Issues

Animal Transport

For most of their lives, farmed animals have no federal protections and are exempt from almost all provincial animal protection laws. The only federal laws and regulations applied to farmed animals cover transport and slaughter and are notoriously weak.

Farmed Animals Suffer in Transport

Canada’s animal transport regulations permit transporting farmed animals for up to 36 hours without food, water, or rest (and 72 hours for newly-hatched chicks). Transporters are not required to provide any protection from the elements, meaning that animals can be transported in open-sided trucks even through Canada’s harsh winter conditions or in summer heatwaves. The Canadian Food Inspection Agency (CFIA) tends to use an outcome-based model for regulations, rather than a prescriptive model, e.g. requiring that animals not “be exposed to adverse weather conditions”, rather than specifically requiring that they not be transported in open trucks if the temperature is below a defined threshold. This ambiguity hurts animals. Not only does it increase their risk of injury or death depending on different individuals’ interpretation of “adverse weather” (for example), it also discounts the suffering animals endure during a journey, even if they subsequently arrive at a slaughterhouse without noticeable injury or illness. In the European Union, regulations provide clear guidance, stating that animals should not be transported in open vehicles in temperatures outside of 5°C–30°C.

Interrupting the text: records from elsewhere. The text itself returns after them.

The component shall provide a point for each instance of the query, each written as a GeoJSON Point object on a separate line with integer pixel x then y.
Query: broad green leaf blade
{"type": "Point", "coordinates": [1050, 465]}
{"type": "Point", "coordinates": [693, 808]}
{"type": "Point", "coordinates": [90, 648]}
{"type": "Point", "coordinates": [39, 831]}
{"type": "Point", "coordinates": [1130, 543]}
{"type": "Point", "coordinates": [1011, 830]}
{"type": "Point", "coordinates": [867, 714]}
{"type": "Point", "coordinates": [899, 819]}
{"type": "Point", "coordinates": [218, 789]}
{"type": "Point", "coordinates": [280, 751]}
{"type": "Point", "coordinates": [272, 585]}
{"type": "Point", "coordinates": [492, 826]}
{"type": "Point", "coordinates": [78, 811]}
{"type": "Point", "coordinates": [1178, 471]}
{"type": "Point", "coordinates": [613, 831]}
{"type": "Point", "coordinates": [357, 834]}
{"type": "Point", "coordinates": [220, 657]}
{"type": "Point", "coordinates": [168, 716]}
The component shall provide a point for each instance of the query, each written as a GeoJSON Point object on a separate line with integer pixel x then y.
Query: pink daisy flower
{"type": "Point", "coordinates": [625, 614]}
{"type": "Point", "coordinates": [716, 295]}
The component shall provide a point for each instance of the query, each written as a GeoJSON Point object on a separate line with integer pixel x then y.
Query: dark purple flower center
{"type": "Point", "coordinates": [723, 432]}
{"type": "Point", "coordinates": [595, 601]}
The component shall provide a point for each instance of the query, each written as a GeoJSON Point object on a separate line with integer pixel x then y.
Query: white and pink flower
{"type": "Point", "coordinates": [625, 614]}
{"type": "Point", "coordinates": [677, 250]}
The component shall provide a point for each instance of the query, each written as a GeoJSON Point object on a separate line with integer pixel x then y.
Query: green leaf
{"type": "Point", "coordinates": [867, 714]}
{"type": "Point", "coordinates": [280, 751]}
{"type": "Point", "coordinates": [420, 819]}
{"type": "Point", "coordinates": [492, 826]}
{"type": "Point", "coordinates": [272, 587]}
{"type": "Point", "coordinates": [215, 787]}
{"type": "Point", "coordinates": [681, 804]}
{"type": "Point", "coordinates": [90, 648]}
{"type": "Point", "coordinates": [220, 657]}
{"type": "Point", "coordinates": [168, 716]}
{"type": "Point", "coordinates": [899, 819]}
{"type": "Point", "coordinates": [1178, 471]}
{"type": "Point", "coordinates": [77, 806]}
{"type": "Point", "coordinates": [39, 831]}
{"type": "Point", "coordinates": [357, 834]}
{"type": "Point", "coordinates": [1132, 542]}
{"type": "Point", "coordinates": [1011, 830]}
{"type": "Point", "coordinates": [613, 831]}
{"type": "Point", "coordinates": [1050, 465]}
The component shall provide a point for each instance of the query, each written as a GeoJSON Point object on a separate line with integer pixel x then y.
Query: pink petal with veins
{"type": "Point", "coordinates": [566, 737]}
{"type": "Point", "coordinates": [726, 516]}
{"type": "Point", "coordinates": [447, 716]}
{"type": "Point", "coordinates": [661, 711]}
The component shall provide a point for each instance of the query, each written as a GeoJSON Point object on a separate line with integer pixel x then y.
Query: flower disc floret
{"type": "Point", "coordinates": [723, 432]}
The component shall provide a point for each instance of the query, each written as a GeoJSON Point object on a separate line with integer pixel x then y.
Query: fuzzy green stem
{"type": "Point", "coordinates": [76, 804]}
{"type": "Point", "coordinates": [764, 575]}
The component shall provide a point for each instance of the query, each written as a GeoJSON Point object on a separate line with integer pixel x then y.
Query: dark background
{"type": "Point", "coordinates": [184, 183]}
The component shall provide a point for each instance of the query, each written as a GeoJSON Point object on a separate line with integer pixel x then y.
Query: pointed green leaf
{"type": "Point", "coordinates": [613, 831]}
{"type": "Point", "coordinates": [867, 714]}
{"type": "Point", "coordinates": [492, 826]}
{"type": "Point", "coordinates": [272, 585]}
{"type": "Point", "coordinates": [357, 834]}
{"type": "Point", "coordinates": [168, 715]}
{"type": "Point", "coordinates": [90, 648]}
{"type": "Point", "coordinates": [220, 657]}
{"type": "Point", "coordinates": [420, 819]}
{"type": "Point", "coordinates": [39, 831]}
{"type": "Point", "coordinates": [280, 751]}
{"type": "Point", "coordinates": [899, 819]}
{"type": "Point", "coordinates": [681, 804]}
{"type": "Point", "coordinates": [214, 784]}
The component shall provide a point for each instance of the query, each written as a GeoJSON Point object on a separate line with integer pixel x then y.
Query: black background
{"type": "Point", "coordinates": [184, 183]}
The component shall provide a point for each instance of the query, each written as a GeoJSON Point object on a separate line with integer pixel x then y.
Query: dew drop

Cow in transport in Ontario.
Suffering cow lies on the floor of a transport truck in Ontario.
Photo: Louise Jorgensen | Animal Sentience Project | We Animals Media

Animal protection advocates in Canada, including Animal Justice, have worked to improve farmed animal transport regulations for decades. In 2019, the CFIA finally updated their federal animal transport regulations, but the new standards failed to meet even the most fundamental requirements that have long been law in other jurisdictions and which are widely supported by science. Animal Justice learned through an Access to Information request that the CFIA had amended an original draft of the new regulations due to industry pressure. The new regulations are a missed opportunity to bring Canada in line with other developed countries. They highlight the egregious level of influence animal use industries over the government department tasked with protecting animals in transport. The CFIA is failing farmed animals; according to its own numbers, over 1.5 million animals are either injured or killed in transport each year.

Live Horse Export: A National Shame

Every year, thousands of draft horses are exported from airports in Alberta and Manitoba to Japan to be slaughtered and sold as raw horse sashimi – a delicacy for the wealthy. Canadian laws allow horses to be transported for up to 28 hours without food, water or rest. The journey overseas is extremely stressful, puts horses at risk of injury and illness, and can even be deadly for these gentle beings.

Horses being loaded onto a plane in wooden crates.
Photo: Canadian Horse Defence Coalition

In 2022, Canada exported approximately 2,600 horses to Japan for slaughter, with a total value of $19 million. The majority of the horses exported come from feedlots in Alberta, along with some from feedlots in Ontario and Manitoba. When they arrive in Japan they are fattened up and violently slaughtered.

Animal Justice, along with thousands of compassionate citizens across the country, has been working to hold the government accountable for failing to ban this practice as promised in the governing Liberals’ 2021 election campaign platform. In 2021, Prime Minister Trudeau mandated Minister of Agriculture and Agri-Food Marie-Claude Bibeau to follow through on this commitment and end the live export of horses for slaughter. But still, to this day, Canadian horses continue to suffer needlessly on live export flights overseas.